Wpisz na allegro banki chinskie i bedziesz wiedziala jakie to sa. Do tego oliwka i jedziesz z masazem. Pamietaj aby masowac sie w strone pachwin ;)
Przede wszystkim nie myśl o sobie w takich negatywach. Powinnaś zacząć zauważać, że jesteś interesującą osobą i masz u boku ukochaną osobę bez względu na kilosy... a to, że gdzieś tam uśmiecha się rozstęp z bioderka ;) daj spokój ja mam 23 lata a już jako małolata nabawiłam się ich megawielką ilość gdy schudłam.
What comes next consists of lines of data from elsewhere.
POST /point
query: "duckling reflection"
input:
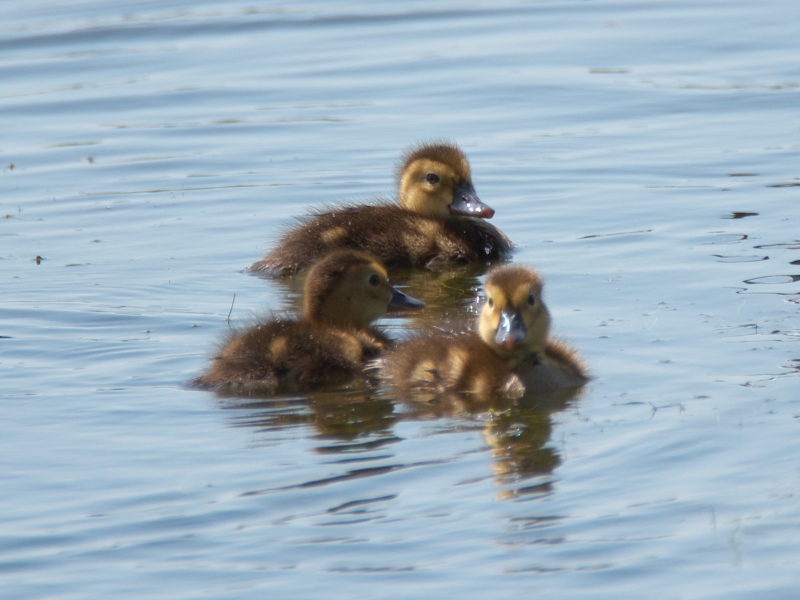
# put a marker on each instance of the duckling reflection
(346, 419)
(343, 294)
(511, 355)
(439, 221)
(516, 430)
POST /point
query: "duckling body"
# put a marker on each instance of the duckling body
(510, 354)
(344, 293)
(439, 221)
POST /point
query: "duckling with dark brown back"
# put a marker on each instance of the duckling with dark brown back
(440, 220)
(344, 293)
(510, 355)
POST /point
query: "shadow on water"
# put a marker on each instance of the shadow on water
(358, 425)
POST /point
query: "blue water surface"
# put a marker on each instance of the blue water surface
(644, 157)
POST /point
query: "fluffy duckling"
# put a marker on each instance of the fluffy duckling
(344, 293)
(510, 355)
(439, 221)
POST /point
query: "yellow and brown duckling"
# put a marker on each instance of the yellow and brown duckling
(440, 220)
(344, 293)
(510, 355)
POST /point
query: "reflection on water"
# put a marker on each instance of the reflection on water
(356, 421)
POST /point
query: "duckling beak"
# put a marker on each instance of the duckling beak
(467, 204)
(401, 301)
(511, 330)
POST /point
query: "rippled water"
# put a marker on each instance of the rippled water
(644, 156)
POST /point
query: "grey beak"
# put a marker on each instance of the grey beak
(511, 330)
(467, 204)
(401, 301)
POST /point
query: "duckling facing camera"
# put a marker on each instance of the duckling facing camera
(440, 221)
(344, 293)
(510, 355)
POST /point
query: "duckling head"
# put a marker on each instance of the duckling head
(348, 288)
(514, 320)
(435, 180)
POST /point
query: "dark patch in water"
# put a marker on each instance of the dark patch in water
(738, 215)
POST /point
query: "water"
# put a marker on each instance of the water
(158, 149)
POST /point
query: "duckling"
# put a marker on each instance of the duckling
(510, 355)
(344, 293)
(439, 221)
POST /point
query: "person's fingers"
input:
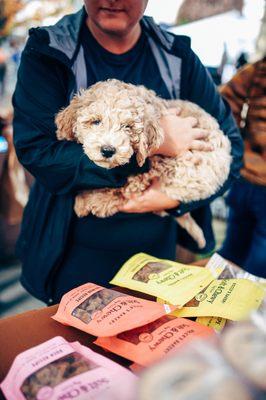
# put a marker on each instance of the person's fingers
(192, 121)
(128, 206)
(200, 145)
(200, 133)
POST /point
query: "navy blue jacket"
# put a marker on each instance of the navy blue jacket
(52, 69)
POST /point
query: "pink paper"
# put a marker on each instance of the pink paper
(58, 370)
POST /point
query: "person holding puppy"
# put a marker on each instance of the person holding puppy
(106, 39)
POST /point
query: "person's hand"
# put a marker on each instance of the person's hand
(180, 135)
(152, 200)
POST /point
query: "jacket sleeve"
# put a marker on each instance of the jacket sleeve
(202, 91)
(236, 90)
(60, 166)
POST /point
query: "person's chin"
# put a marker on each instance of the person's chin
(113, 25)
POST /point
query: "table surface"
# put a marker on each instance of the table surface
(23, 331)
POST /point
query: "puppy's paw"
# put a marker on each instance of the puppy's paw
(81, 207)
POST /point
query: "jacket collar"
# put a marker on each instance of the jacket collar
(64, 40)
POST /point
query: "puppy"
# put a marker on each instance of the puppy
(113, 120)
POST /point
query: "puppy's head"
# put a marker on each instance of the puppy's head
(113, 120)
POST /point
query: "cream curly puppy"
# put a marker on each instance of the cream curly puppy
(112, 120)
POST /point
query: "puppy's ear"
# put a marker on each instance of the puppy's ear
(149, 108)
(66, 119)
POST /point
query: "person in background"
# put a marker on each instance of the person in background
(245, 242)
(3, 68)
(105, 39)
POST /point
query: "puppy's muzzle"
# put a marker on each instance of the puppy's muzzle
(108, 151)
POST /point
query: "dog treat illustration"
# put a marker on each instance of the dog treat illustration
(114, 120)
(147, 272)
(55, 373)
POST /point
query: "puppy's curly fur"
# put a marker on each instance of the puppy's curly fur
(112, 120)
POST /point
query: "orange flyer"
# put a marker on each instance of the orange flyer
(105, 312)
(155, 340)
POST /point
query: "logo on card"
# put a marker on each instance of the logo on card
(153, 276)
(145, 337)
(201, 296)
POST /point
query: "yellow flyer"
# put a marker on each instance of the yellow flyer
(171, 281)
(232, 299)
(217, 323)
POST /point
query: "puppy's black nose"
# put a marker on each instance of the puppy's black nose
(108, 151)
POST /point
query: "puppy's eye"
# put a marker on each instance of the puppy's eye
(126, 126)
(96, 122)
Zaakceptowałam je...wybladły, wrzuciłam na luz i czuję się piękna. Zaczęłam zauważać to co we mnie ładne nawet gdy dopiero chudłam :) i Ty też zauważ siebie jako kobietę, kobietę która mimo nadwagi jest sexy dla swojego faceta. Spróbuj wymienić szafę, "dorobić się" krzykliwszych dodatków do nawet klasycznych ubranek to na prawdę dużo zmieni. Odważ się pomalowac mocniej jesli czujesz, że doda Ci to pewności siebie. Co do zabiegów na skóre teraz z lenistwa stosuję rzadko ale..wszelkiego typu żele, balsamy ujędrniająco-cellulitowe (polecam serię Eveline) rozsmaruj w nefralgicznych miejscach i owiń je blisko ciała zwykłą folią spożywczą :D po kilku zabiegach poczujesz i zauważysz różnicę w napięciu skóry (kiedyś miałam bzika i nawet spałam z tym czymś całą noc-ale wbrew różnym opiniom nicmi nie było) ;) Pozdrawiam serdecznie i trzymam mocno kciuki za Ciebie :)
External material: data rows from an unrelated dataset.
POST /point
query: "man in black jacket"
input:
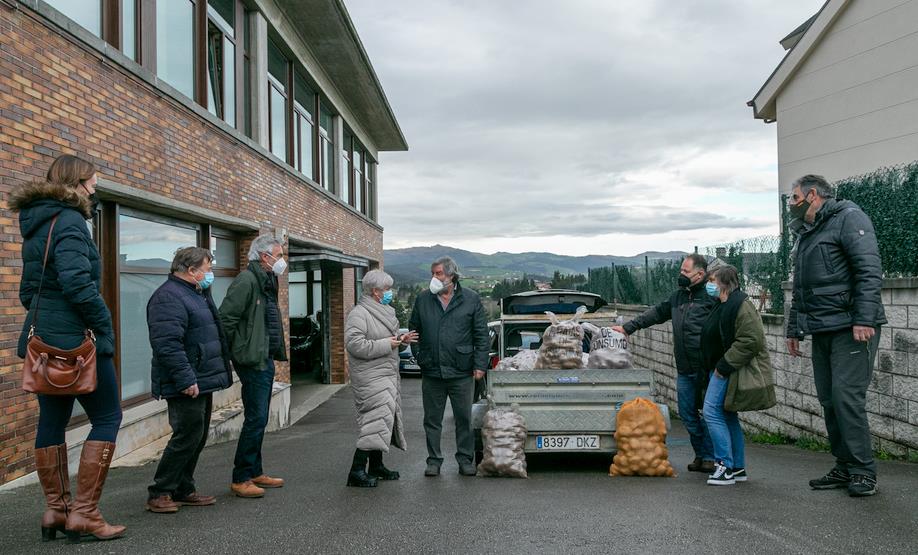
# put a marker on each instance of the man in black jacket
(688, 308)
(836, 299)
(452, 351)
(190, 362)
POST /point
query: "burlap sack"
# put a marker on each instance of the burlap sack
(562, 343)
(640, 436)
(504, 437)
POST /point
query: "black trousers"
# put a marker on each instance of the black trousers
(190, 420)
(434, 393)
(842, 369)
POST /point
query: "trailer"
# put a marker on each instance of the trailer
(570, 410)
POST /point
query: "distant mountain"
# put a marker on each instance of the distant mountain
(413, 264)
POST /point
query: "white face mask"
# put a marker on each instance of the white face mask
(279, 265)
(436, 286)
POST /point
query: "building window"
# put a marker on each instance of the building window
(225, 249)
(175, 44)
(221, 60)
(277, 101)
(129, 28)
(358, 282)
(371, 190)
(304, 127)
(85, 13)
(246, 79)
(359, 187)
(146, 248)
(327, 148)
(346, 185)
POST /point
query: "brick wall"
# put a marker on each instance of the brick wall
(892, 398)
(59, 96)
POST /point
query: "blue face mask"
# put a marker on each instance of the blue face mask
(208, 279)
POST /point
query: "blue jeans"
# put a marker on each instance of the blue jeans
(256, 400)
(102, 406)
(687, 385)
(729, 444)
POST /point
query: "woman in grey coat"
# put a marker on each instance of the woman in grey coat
(372, 342)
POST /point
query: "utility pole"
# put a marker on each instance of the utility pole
(646, 280)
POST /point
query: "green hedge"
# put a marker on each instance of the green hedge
(890, 197)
bo ty kochana masz bardzo piekne wnetrze i tomek kocha cie taka jaka jestes.i my cie Aniu kochana za to uwielbiamy,jestes tu taka dobra duszyczka.wnosisz tu tyle wspanialych emocji.wiem ze napewno nie najlepiej sie teraz czujesz po zrzuceniu tych kilogramow skoro nic wiecej w sobie nie zmienilas,ale to zawsze mozesz zmienic no i napewno zmienis, bo zrobisz to dla siebie i dla wlasnego dobrago samopoczucia,I wierze w to ze sie nie wylansujesz tak przesadnie,bo masz takt kobietko kochana.juz jestes piekna bedac tak dobrym czlowiekiem a o urode troszeczke zadbasz.bo to nie problem i bedziesz juz calkowicie szczesliwa.czego ci bardzo zycze.
wesolymis
24 sierpnia 2010, 13:46
a ja iwdzę twoje zdjęcie sprzed tych 90 kg. ciekawa jestem jak teraz wtglądasz?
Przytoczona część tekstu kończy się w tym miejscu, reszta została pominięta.